Но еще более явственно дыхание смерти чувствуется в наруж­ности главного героя, в портрете которого превалируют желто-черно-серебристые тона: желтоватое лицо, золотые пломбы в зубах, цвета слоновой кости череп. Кремовое шелковое белье, черные носки, брюки, смокинг довершают его облик. Да и сидит он в золотисто-жемчужном сиянии чертога обеденной залы. И кажется, что от него эти краски распространяются на природу и весь окружающий мир. Разве что добавлен еще тревожно-красный цвет. Понятно, что океан катит свои черные валы, что багровое пламя вырывается-из топок корабля, естественно, что у итальянок черные волосы, что резиновые накидки извозчиков отдают черно­той, что толпа лакеев "черна", а у музыкантов могут быть красные куртки. Но почему прекрасный остров Капри тоже на­двигается "своей чернотой", "просверленный красными огонька­ми", почему даже "смирившиеся волны" переливаются, как "чер­ное масло", а по ним от зажегшихся фонарей на пристани текут "золотые удавы"?
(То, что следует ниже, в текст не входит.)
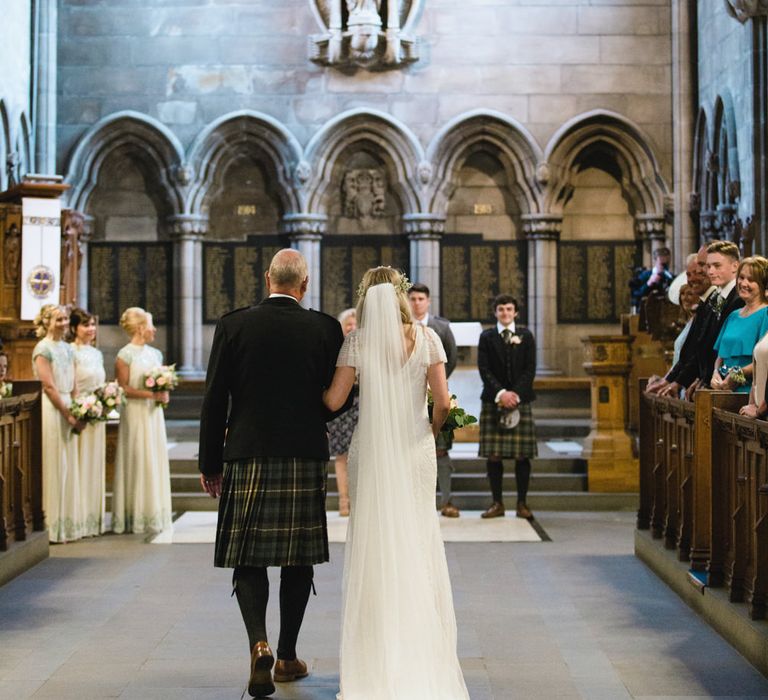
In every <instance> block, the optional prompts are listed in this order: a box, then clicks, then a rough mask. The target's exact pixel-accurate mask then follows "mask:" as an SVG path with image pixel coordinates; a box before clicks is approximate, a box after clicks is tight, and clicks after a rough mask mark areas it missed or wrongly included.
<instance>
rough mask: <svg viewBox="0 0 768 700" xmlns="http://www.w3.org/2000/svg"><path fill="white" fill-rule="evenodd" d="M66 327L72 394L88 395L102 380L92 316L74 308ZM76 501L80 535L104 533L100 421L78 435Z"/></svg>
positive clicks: (103, 516)
mask: <svg viewBox="0 0 768 700" xmlns="http://www.w3.org/2000/svg"><path fill="white" fill-rule="evenodd" d="M69 328H70V331H71V333H72V335H73V336H74V339H73V341H72V349H73V350H74V351H75V352H74V356H75V394H76V395H80V394H90V393H93V392H94V391H95V390H96V389H98V388H99V387H100V386H103V384H104V382H105V380H106V372H105V370H104V356H103V355H102V354H101V350H99V349H98V348H96V347H94V342H95V340H96V317H95V316H94V315H93V314H90V313H88V312H87V311H86V310H85V309H80V308H75V309H72V313H70V315H69ZM79 450H80V452H79V459H80V501H81V504H82V513H83V523H84V526H85V531H84V535H86V536H94V535H100V534H102V533H103V532H104V507H105V498H106V495H105V481H104V472H105V465H106V459H107V428H106V423H104V422H103V421H98V422H91V423H89V424H88V425H87V426H86V427H85V428H84V429H83V431H82V432H81V433H80V440H79Z"/></svg>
Так Бунин создает у читателя представление о всесилии госпо­дина из Сан-Франциско, способном заглушить даже красоту при­роды! В поэме "Возмездие" Блок писал о "глухих" годах России, когда над нею злой гений Победоносцев "простер совиные крыла", погрузив страну во мрак. Не так ли и господин из Сан-Франциско простирает крылья зла над всем миром? Ведь даже солнечный Неаполь не озаряется солнцем, пока там находится американец, и остров Капри кажется каким-то призраком, "точно его никогда и не существовало на свете", когда богач приближается к нему...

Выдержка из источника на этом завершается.